When we look at "The Markets" - what exactly are we looking at?
Most of us are familiar with the Dow Jones Industrial Average ("The Dow"), The Nasdaq Composite and The Standard & Poor's 500 Index to name a few. But what the numbers we see fail to recognize is the dividends that are paid by the companies in the indexes.
Those dividends are a powerful component of investor return over the long run.
Below is a quote from the Wall Street Journal "Intelligent Investor" Column from March 2, 2012, by reporter Jason Zweig, regarding
"Dow 1,339,410: The Latest Milestone":
"...The Dow industrials, since their launch on May 26, 1896, have been reported as a "price-only" index that doesn't capture the dividend income of the underlying companies. The same is true for most major stock indexes.
So I asked Meir Statman, a finance professor at Santa Clara University, and Jonathan Scheid, president of Bellatore Financial, an investment firm in San Jose, Calif., to calculate where the Dow would be today with all dividends reinvested back into the index. Counting dividends, the Dow would have closed this Tuesday at 1,339,410.97—more than 100 times above its official close".

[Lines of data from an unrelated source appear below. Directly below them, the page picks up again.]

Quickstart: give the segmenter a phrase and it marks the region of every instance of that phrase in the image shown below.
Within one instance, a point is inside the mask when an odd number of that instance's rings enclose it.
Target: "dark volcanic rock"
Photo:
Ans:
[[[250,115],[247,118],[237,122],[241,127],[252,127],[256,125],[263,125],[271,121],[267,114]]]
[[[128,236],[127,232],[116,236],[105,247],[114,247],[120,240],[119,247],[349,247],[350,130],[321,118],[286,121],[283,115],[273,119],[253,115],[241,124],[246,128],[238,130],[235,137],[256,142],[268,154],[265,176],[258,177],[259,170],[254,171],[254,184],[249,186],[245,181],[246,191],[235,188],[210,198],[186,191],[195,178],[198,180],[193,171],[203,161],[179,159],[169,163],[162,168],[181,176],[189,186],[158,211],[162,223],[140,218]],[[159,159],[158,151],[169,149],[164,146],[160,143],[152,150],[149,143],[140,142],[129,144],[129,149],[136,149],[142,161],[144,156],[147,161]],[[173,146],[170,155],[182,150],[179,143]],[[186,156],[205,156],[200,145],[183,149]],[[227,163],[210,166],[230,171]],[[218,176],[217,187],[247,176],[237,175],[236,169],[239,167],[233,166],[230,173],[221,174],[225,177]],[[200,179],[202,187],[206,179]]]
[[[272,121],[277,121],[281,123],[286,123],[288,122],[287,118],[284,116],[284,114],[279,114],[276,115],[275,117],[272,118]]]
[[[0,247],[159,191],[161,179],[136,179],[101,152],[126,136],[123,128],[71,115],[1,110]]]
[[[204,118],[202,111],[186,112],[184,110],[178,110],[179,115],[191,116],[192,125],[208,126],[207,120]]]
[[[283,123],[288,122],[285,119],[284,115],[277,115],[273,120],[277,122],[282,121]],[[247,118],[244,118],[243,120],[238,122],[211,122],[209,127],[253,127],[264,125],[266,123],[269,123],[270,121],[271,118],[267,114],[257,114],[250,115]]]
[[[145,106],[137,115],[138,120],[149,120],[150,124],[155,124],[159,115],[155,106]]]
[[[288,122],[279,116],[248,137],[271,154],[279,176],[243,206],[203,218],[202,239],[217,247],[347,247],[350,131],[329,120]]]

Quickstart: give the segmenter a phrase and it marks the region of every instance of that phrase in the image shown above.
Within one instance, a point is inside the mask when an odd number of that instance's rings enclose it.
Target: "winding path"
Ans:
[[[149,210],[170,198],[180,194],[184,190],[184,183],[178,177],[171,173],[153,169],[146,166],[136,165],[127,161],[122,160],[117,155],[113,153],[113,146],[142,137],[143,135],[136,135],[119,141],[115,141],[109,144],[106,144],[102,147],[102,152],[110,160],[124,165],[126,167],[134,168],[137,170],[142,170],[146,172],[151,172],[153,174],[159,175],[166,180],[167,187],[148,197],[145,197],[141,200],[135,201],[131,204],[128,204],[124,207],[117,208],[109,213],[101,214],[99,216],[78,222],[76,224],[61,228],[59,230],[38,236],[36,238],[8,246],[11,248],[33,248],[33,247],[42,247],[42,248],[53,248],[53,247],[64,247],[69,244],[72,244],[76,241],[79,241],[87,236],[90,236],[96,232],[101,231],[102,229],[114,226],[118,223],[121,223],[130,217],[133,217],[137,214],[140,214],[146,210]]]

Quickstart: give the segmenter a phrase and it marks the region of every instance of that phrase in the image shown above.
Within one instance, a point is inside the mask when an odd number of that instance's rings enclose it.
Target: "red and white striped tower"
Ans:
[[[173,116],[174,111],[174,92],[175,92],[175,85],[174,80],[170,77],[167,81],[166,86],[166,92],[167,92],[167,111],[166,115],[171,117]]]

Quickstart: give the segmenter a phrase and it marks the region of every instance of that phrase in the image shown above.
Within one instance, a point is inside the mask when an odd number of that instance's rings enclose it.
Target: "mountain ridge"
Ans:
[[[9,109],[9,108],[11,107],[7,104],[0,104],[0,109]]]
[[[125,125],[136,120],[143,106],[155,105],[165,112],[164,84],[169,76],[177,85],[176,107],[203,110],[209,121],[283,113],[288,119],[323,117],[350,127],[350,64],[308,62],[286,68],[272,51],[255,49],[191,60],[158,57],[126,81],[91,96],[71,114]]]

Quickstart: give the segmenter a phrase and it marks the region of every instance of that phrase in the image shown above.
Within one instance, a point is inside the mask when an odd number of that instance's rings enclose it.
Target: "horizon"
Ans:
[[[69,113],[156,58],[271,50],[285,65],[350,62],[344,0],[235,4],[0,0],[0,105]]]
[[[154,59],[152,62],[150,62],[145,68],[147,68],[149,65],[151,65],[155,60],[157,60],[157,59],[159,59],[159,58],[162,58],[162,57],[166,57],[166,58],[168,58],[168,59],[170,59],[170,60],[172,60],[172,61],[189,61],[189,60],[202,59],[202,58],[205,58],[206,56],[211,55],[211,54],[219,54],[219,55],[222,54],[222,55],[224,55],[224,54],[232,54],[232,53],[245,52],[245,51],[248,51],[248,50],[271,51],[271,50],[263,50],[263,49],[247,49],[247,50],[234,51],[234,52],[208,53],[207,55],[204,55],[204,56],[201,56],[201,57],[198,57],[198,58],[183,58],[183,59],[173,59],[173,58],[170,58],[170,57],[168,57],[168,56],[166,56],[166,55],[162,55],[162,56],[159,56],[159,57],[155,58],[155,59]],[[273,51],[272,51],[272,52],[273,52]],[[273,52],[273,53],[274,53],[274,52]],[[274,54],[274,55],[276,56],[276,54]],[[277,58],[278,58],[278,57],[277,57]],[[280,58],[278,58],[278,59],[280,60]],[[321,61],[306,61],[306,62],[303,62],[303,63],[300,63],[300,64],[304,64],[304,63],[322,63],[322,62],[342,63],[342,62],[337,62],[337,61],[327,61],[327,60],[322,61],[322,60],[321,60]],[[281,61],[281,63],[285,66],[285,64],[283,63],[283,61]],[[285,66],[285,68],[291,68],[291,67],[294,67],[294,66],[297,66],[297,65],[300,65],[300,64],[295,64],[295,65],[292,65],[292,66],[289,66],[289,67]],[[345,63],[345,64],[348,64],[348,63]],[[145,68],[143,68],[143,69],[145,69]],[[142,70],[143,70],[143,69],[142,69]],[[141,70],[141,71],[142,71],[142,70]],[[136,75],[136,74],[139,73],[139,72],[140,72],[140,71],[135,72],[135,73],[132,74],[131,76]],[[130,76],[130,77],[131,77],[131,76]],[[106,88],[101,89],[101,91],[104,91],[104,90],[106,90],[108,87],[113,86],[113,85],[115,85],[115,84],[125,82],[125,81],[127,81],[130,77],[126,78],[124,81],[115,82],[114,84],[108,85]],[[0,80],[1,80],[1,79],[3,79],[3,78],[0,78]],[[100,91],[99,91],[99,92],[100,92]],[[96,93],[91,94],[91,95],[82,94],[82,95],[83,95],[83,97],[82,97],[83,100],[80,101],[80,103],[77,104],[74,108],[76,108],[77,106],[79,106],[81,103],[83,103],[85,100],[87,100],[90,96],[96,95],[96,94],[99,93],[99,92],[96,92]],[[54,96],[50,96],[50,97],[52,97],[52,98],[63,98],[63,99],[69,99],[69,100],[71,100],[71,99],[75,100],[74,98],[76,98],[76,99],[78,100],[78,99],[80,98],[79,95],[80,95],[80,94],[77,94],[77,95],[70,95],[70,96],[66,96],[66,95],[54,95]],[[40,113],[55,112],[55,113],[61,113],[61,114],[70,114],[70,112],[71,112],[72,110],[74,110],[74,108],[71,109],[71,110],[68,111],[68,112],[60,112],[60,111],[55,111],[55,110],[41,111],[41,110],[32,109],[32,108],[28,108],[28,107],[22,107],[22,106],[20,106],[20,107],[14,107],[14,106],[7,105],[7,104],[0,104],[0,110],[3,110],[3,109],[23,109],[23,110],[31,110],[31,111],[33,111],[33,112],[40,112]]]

When discussing long-term historical returns Mr. Zweig concludes:
"There has never been a better time to be an individual investor. You often have heard that stocks have returned better than 9% annually since 1792. But for more than 180 of those 220 years, it was impossible for small investors—and many institutional investors, for that matter—to capture the total return of the stock market".
So if history is any guide (and it's about the only guide we have), there is a persistent and historical case for optimism when planning for retirement.